Ricordare. Dimenticare. Quale infinito scegliere per il 27 gennaio?!
Sono trascorsi settant’anni e pare che sia cambiato tutto. Ma lo è davvero?
In quella freddissima mattinata polacca due occhi grandi si nascondevano sotto un pesante casco di pelo. La neve cadeva. Gli occhi guardavano. Persino la guerra aveva esaurito le parole. Non c’era nulla lì. Era tutto vuoto. Pieno di vuoto in ogni angolo. Pieno di vuoto negli occhi, in quei pochi spettri semivivi rimasti in luce.
Pieno e vuoto:
Centinaia di migliaia di scarpe senza passi.
Settecento mila tonnellate di capelli senza nuca.
Occhiali, spazzole, valige, berretti, orologi.
“Ma di chi è tutto questo?”
“Dove sono finiti tutti?”
La neve cadeva.
Il bianco copriva finanche i pensieri perché nessuno avrebbe voluto pensarli.
Il mondo, per la prima volta, vide che nulla era lì:
nulla dell’uomo, di Dio, del mondo.
Come può sussistere una cornice senza quadro?
Come si regge un corpo senza il cuore?
Dove è mai possibile svegliarsi senza il sole?
Ad Auschwitz l’uomo si scoprì libero di essere disumano, di negarsi fino all’ultimo fratello, di seguire la follia senza pudore. Cessò di esistere il suo esistere stesso.
“Parole lontane queste, roba che non riaccadrà mai.”

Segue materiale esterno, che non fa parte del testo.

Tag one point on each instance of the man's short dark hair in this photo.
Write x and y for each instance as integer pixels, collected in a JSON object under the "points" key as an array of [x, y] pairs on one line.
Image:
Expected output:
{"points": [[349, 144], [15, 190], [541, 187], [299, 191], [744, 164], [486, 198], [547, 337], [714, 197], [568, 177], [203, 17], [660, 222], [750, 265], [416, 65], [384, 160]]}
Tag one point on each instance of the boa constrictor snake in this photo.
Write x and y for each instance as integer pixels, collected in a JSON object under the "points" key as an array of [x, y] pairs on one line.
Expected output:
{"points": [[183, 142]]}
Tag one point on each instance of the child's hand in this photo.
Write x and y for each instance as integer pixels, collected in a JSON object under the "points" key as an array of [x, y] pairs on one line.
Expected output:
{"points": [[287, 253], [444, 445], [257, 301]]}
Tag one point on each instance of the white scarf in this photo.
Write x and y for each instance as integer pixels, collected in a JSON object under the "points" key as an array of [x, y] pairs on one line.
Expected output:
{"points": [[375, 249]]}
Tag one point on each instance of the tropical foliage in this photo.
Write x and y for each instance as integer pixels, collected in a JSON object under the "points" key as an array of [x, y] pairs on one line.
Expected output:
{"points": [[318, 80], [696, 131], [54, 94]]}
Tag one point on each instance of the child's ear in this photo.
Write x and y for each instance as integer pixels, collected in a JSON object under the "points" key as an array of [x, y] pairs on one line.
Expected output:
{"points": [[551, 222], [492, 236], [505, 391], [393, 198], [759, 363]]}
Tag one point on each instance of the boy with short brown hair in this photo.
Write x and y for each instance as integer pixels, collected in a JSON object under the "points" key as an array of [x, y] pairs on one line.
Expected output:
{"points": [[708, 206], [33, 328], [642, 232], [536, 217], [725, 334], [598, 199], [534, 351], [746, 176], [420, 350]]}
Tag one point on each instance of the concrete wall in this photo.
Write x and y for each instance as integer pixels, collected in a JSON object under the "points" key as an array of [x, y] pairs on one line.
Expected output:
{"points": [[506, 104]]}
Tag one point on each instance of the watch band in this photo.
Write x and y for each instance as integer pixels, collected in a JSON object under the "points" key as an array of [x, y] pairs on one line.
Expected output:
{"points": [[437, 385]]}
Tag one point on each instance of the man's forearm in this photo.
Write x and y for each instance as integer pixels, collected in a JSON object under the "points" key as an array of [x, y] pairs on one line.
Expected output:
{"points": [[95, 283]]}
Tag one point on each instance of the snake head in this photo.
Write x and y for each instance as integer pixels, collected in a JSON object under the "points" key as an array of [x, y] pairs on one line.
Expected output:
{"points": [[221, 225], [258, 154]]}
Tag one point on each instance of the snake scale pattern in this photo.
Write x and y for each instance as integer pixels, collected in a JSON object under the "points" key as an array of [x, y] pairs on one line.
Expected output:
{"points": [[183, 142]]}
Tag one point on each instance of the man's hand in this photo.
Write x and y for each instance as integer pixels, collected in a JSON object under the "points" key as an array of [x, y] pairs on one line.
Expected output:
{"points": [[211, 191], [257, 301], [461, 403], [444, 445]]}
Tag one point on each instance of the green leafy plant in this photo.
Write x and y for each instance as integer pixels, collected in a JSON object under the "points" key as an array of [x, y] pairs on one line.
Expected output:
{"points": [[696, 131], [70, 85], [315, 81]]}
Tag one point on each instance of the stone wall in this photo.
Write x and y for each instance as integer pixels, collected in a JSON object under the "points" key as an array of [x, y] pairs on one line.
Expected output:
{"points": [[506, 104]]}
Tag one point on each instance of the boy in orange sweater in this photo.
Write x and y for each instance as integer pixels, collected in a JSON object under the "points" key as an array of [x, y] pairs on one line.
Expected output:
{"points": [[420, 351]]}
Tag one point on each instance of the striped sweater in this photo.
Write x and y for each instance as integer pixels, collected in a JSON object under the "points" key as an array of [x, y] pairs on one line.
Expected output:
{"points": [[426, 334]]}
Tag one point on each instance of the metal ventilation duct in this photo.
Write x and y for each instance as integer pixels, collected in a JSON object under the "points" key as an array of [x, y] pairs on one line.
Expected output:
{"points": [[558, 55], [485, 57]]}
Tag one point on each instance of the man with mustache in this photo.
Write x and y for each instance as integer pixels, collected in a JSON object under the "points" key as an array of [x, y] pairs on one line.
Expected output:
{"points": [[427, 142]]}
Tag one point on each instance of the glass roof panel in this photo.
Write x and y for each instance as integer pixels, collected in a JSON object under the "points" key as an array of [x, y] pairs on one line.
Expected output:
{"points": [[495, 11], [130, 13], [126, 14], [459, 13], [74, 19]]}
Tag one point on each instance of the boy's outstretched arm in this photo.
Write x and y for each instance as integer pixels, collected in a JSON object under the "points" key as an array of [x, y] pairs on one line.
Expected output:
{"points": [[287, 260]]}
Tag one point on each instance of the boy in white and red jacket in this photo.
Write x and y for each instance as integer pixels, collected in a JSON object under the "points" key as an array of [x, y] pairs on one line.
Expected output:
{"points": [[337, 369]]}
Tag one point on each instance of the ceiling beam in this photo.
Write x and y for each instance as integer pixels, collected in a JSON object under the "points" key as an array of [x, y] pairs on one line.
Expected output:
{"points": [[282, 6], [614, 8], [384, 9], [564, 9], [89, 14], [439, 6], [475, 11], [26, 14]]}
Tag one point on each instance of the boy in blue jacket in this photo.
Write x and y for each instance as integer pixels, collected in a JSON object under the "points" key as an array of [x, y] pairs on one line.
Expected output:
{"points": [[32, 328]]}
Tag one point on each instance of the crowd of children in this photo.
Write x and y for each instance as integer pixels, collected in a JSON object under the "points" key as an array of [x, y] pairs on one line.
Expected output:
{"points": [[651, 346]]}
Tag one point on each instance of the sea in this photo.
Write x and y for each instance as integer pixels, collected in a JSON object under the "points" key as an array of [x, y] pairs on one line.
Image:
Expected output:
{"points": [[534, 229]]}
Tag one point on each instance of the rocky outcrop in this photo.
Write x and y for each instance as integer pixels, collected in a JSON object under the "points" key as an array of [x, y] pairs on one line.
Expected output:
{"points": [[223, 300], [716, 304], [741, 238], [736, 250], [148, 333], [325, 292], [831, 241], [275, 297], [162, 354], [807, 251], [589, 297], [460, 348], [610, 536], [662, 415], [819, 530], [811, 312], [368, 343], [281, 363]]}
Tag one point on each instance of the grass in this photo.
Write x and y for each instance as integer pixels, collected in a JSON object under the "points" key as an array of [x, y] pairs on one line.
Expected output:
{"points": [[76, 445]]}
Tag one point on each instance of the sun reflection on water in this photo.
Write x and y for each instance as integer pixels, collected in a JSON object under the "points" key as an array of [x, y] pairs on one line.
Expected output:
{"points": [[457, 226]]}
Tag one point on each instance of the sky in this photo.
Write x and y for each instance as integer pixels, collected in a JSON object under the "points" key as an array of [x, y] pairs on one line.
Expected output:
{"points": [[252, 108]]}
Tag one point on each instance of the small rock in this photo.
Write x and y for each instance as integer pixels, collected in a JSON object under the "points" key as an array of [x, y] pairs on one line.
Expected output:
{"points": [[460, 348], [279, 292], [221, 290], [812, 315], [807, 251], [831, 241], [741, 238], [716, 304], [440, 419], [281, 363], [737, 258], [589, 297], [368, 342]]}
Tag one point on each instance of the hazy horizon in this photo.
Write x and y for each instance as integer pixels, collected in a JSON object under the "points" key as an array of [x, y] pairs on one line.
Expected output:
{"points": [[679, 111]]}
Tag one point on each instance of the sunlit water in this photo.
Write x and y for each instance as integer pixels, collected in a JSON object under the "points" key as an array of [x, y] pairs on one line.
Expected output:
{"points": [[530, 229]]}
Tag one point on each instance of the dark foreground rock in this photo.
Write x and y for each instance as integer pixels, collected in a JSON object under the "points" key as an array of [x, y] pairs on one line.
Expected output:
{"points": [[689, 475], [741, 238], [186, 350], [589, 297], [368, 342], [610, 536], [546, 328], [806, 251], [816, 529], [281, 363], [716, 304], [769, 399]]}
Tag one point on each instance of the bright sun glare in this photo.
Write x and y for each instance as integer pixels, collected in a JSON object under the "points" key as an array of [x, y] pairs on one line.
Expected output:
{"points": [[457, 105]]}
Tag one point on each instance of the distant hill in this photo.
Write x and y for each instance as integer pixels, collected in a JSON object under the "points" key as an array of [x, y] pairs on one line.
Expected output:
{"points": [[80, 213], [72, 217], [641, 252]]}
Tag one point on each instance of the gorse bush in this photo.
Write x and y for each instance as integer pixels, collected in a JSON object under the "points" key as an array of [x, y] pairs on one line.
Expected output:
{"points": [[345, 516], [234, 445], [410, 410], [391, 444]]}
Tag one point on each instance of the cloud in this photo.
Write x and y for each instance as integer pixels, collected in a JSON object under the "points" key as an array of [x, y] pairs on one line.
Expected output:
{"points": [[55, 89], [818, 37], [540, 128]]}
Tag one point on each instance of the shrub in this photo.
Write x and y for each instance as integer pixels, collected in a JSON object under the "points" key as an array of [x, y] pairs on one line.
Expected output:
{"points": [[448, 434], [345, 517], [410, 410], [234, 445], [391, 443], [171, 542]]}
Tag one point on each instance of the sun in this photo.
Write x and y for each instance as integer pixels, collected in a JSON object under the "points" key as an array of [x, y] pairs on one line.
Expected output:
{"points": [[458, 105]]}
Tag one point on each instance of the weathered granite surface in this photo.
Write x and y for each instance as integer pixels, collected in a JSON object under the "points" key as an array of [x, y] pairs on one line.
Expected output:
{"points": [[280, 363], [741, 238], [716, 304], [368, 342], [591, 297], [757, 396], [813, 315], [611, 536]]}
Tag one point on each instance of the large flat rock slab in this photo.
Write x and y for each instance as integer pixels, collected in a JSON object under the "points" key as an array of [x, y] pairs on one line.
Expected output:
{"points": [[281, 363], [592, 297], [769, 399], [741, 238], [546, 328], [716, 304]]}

Attenzione. Attenzione. Perché proprio quando il podere della storia viene scomposto e dato in pasto alle braccia, senza una mente e un cuore disposti a interiorizzarla, il suo insegnamento si smarrisce ovunque. È la nostra capacità di interiorizzare (per poi rendere vita) che ci salva dal prendere la forma di Auschwitz.
Ricordare. Dimenticare.
Da ieri siamo ancora su queste parole.
Ma è giusto pensare a questi due infiniti solo uno o due giorni all’anno?
È giusto continuare a consumare o vendere parole in abbondanza il 27 e il 28 di questo mese?
Dipende dal cuore, mi dico. Dalla coscienza di ciascuno.
Il post che pubblichiamo sul social non farà meditare noi stessi su ciò che è Auschwitz. Non lo farà probabilmente neppure un povero Truciolo di Mondo, perché ogni parola è vaga e mediocre se non è stata prima affogata dentro il grande silenzio della propria anima.